Living Water in the Desert | Sojourners

Living Water in the Desert

"We seek the human desert where there is lacking the substance of Life...In such places God's grace awaits us. It is in such places that we are asked to live the adventure of God's fellowship, and sent by the church, to give witness." - From "On the Road to Where?" a pamphlet by Brother Peter Raphael

In the desert of Algeria Charles de Foucauld met the Lord. While at a Trappist monastery in the dry, barren land of Syria he became aware of the vast human desert of the poor and he knew his life must be lived with them and for them. "I love our Lord," he said, "and I cannot bear to lead a life different from the one he led....Like Jesus of Nazareth: charity toward the people who live here...and humility in my way of life, a humble, poor, hidden home." Finally, in 1916, while he was in the desert of Tamanrasset, living with nomads, he was assassinated.
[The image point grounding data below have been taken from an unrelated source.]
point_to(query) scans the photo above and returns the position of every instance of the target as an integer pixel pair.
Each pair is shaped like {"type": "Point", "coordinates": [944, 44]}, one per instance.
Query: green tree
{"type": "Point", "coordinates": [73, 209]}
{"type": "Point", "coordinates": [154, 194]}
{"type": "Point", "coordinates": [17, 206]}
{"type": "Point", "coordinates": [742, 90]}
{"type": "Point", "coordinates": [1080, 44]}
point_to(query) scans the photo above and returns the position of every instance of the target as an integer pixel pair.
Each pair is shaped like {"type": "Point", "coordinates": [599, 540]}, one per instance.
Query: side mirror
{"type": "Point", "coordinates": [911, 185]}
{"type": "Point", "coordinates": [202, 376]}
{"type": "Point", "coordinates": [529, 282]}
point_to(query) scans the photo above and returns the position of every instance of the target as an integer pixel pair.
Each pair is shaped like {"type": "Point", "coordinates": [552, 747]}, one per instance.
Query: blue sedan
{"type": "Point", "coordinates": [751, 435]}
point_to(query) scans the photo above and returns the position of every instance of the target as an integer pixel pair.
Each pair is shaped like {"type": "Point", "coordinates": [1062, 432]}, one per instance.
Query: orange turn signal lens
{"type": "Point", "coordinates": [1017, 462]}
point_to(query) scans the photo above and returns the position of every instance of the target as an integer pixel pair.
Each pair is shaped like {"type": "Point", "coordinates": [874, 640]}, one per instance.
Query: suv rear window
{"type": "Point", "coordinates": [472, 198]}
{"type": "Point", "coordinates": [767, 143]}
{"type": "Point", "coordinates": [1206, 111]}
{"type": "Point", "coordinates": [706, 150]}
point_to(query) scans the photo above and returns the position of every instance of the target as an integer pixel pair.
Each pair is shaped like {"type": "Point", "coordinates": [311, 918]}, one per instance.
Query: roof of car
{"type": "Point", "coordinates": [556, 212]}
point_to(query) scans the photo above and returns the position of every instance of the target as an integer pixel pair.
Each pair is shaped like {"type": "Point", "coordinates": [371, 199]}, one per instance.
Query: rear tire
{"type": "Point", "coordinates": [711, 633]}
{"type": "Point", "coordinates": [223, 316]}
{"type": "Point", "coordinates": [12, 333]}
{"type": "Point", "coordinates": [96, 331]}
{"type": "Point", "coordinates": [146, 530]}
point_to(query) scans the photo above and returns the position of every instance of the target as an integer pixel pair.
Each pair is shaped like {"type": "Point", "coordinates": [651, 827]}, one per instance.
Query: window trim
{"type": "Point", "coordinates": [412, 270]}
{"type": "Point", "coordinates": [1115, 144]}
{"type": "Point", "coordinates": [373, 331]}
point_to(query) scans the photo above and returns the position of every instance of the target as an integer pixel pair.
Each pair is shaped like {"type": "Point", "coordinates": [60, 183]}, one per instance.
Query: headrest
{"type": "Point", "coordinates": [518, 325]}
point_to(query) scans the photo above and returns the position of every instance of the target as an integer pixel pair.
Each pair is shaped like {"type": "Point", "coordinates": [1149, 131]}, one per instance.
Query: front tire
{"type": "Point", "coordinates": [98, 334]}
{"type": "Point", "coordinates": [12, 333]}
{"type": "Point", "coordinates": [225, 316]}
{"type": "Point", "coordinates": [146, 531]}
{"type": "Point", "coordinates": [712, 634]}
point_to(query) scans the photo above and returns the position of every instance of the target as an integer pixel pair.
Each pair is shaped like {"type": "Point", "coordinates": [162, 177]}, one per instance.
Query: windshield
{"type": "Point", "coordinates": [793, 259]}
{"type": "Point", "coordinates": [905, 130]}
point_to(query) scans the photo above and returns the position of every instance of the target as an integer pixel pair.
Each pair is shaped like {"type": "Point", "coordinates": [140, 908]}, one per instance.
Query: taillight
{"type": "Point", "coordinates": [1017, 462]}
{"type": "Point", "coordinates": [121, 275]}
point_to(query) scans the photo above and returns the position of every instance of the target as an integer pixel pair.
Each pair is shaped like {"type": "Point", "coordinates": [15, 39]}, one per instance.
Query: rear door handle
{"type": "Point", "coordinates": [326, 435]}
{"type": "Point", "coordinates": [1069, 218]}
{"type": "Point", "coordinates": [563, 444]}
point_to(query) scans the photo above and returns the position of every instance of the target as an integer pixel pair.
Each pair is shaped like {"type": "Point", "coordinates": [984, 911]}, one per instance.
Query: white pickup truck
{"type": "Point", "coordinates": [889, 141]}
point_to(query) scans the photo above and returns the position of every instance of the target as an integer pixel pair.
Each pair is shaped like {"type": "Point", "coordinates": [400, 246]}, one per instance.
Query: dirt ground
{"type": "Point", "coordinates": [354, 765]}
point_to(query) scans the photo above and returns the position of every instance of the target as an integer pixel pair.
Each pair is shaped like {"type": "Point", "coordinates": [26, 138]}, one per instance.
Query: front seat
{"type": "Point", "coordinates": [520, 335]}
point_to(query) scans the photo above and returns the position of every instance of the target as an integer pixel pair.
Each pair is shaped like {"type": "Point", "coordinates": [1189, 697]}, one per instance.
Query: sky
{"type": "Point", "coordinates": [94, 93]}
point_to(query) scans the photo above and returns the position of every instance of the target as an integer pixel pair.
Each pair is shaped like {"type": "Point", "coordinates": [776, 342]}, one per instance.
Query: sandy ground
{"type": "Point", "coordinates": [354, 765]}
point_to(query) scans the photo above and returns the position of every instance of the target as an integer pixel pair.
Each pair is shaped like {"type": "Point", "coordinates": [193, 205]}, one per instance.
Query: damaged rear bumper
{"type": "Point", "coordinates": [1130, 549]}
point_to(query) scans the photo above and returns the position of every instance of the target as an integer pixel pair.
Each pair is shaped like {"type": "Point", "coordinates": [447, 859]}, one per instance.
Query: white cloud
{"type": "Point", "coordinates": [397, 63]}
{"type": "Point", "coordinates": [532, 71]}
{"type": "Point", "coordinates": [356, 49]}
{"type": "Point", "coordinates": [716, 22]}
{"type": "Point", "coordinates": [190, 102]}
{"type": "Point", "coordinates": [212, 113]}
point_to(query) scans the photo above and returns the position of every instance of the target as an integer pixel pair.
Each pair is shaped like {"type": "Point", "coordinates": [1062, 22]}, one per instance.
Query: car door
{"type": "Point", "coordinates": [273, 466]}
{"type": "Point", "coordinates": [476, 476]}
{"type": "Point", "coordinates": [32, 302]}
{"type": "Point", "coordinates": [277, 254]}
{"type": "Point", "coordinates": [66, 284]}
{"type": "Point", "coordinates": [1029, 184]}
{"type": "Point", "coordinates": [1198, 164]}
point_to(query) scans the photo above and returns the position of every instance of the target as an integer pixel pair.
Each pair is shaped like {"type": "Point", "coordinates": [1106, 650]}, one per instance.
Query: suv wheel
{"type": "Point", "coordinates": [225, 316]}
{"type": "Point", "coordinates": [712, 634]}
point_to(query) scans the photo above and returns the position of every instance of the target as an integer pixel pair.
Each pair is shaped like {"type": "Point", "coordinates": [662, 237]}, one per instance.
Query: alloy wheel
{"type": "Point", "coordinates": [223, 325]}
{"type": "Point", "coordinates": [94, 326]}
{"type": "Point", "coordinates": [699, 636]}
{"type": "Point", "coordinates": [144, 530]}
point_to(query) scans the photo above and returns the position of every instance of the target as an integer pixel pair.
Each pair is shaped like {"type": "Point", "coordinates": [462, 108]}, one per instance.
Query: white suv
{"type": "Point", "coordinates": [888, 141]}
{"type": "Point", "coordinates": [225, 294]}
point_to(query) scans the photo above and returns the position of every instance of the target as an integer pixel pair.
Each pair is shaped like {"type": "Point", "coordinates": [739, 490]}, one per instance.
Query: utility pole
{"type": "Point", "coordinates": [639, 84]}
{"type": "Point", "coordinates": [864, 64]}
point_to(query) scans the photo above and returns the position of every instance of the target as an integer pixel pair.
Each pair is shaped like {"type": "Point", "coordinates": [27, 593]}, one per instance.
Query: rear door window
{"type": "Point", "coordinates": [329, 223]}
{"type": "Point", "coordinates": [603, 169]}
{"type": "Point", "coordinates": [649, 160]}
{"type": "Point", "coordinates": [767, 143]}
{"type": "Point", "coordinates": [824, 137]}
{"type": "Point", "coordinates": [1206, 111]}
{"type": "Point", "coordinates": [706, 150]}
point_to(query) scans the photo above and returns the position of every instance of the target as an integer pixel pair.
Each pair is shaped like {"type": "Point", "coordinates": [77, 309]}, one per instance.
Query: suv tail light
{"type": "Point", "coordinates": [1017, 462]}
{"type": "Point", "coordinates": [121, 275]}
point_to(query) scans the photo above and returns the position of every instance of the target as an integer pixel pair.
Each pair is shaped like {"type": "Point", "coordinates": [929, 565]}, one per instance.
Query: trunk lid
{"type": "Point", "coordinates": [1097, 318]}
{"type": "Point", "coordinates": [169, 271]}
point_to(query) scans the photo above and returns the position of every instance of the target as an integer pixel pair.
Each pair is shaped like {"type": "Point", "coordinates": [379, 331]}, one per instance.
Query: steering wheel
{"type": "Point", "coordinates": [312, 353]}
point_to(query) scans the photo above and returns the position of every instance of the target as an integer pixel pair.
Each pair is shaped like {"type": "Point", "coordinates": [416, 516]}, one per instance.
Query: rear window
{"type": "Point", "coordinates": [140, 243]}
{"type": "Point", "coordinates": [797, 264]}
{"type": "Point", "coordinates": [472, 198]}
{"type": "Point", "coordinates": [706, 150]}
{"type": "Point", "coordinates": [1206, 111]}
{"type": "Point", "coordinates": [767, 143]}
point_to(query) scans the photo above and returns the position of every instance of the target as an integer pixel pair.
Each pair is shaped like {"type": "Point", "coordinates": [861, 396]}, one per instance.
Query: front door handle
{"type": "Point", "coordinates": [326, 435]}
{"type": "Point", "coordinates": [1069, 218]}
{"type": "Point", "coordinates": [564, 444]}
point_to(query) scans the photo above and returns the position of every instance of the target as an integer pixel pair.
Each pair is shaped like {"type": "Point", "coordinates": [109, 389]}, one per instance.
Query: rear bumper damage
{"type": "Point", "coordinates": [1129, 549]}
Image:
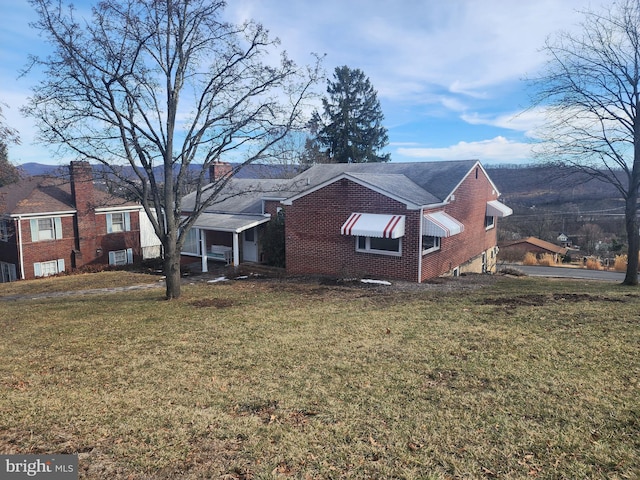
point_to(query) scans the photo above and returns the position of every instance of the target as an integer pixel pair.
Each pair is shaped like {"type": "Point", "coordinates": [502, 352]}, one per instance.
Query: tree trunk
{"type": "Point", "coordinates": [633, 237]}
{"type": "Point", "coordinates": [172, 271]}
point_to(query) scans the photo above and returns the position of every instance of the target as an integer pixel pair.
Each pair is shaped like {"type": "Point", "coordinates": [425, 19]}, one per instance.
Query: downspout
{"type": "Point", "coordinates": [203, 250]}
{"type": "Point", "coordinates": [420, 246]}
{"type": "Point", "coordinates": [236, 249]}
{"type": "Point", "coordinates": [21, 254]}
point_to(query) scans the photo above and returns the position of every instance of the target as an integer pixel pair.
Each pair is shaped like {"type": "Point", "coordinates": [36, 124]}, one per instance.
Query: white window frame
{"type": "Point", "coordinates": [437, 242]}
{"type": "Point", "coordinates": [118, 222]}
{"type": "Point", "coordinates": [4, 230]}
{"type": "Point", "coordinates": [121, 257]}
{"type": "Point", "coordinates": [7, 272]}
{"type": "Point", "coordinates": [192, 239]}
{"type": "Point", "coordinates": [367, 247]}
{"type": "Point", "coordinates": [489, 224]}
{"type": "Point", "coordinates": [56, 229]}
{"type": "Point", "coordinates": [48, 268]}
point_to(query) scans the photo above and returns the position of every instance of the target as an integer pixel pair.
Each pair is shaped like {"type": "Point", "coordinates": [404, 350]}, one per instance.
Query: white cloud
{"type": "Point", "coordinates": [495, 150]}
{"type": "Point", "coordinates": [527, 121]}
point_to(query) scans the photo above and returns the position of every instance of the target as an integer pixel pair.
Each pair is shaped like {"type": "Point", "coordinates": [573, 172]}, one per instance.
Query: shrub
{"type": "Point", "coordinates": [594, 264]}
{"type": "Point", "coordinates": [620, 263]}
{"type": "Point", "coordinates": [530, 259]}
{"type": "Point", "coordinates": [547, 260]}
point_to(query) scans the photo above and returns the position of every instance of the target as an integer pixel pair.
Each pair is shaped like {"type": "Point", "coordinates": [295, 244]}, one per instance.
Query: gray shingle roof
{"type": "Point", "coordinates": [42, 194]}
{"type": "Point", "coordinates": [437, 180]}
{"type": "Point", "coordinates": [417, 183]}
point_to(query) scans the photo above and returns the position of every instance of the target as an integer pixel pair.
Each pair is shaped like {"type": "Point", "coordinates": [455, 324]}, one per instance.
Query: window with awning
{"type": "Point", "coordinates": [439, 224]}
{"type": "Point", "coordinates": [498, 209]}
{"type": "Point", "coordinates": [374, 225]}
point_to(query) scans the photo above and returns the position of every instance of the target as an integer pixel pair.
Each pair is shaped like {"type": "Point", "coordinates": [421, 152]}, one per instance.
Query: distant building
{"type": "Point", "coordinates": [520, 248]}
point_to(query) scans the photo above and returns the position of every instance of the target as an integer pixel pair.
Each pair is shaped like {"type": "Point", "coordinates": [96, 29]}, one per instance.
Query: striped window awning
{"type": "Point", "coordinates": [498, 209]}
{"type": "Point", "coordinates": [374, 225]}
{"type": "Point", "coordinates": [439, 224]}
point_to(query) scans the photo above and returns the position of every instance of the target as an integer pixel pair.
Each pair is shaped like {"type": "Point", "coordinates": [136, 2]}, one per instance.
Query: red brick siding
{"type": "Point", "coordinates": [109, 242]}
{"type": "Point", "coordinates": [43, 251]}
{"type": "Point", "coordinates": [469, 208]}
{"type": "Point", "coordinates": [315, 245]}
{"type": "Point", "coordinates": [47, 250]}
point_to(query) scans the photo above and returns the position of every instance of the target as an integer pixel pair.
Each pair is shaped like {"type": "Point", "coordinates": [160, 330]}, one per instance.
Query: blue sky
{"type": "Point", "coordinates": [449, 73]}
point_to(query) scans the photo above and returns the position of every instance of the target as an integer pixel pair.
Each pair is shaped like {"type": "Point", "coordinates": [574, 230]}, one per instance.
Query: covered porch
{"type": "Point", "coordinates": [223, 237]}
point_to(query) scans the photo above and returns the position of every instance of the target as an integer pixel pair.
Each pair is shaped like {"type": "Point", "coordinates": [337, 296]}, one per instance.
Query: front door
{"type": "Point", "coordinates": [250, 245]}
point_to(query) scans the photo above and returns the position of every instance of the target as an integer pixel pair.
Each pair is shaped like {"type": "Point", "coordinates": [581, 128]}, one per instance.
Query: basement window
{"type": "Point", "coordinates": [430, 243]}
{"type": "Point", "coordinates": [383, 246]}
{"type": "Point", "coordinates": [489, 221]}
{"type": "Point", "coordinates": [121, 257]}
{"type": "Point", "coordinates": [45, 269]}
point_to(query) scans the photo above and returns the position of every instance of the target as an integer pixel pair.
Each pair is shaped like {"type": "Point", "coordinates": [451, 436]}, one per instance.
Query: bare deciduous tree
{"type": "Point", "coordinates": [164, 86]}
{"type": "Point", "coordinates": [8, 172]}
{"type": "Point", "coordinates": [591, 87]}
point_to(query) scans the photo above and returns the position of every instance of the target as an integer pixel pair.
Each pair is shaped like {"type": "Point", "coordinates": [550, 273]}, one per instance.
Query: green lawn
{"type": "Point", "coordinates": [526, 378]}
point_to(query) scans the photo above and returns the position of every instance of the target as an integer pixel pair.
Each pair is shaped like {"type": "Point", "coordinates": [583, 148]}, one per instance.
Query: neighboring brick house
{"type": "Point", "coordinates": [409, 221]}
{"type": "Point", "coordinates": [49, 225]}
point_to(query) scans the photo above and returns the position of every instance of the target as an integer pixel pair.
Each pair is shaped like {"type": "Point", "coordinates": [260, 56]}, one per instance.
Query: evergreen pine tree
{"type": "Point", "coordinates": [351, 127]}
He left behind a vision for life among the poor that Rene Voillaume brought to fruition in the founding of the Little Brothers of Jesus, and the related Little Brothers of the Gospel, in 1933, and the Little Sisters of Jesus in 1939. The purpose of the order is to live among the poor as Jesus did, and to be the friend of everyone, the universal brother and sister, the "littlest one." Their life is simple. They own no property, but choose to live in tenements in New York City, shanty towns in Venezuela, villages in India. They hold menial jobs: cleaning rooms in a hotel, waiting on tables in a restaurant, welding in a factory, driving a delivery truck.

The silence of the desert profoundly impressed Foucauld and molded his life of prayer. He found prayer to be an opening of his own interior desert to the one who is the Living Water and his soul found life and refreshment to sustain him in his arduous calling.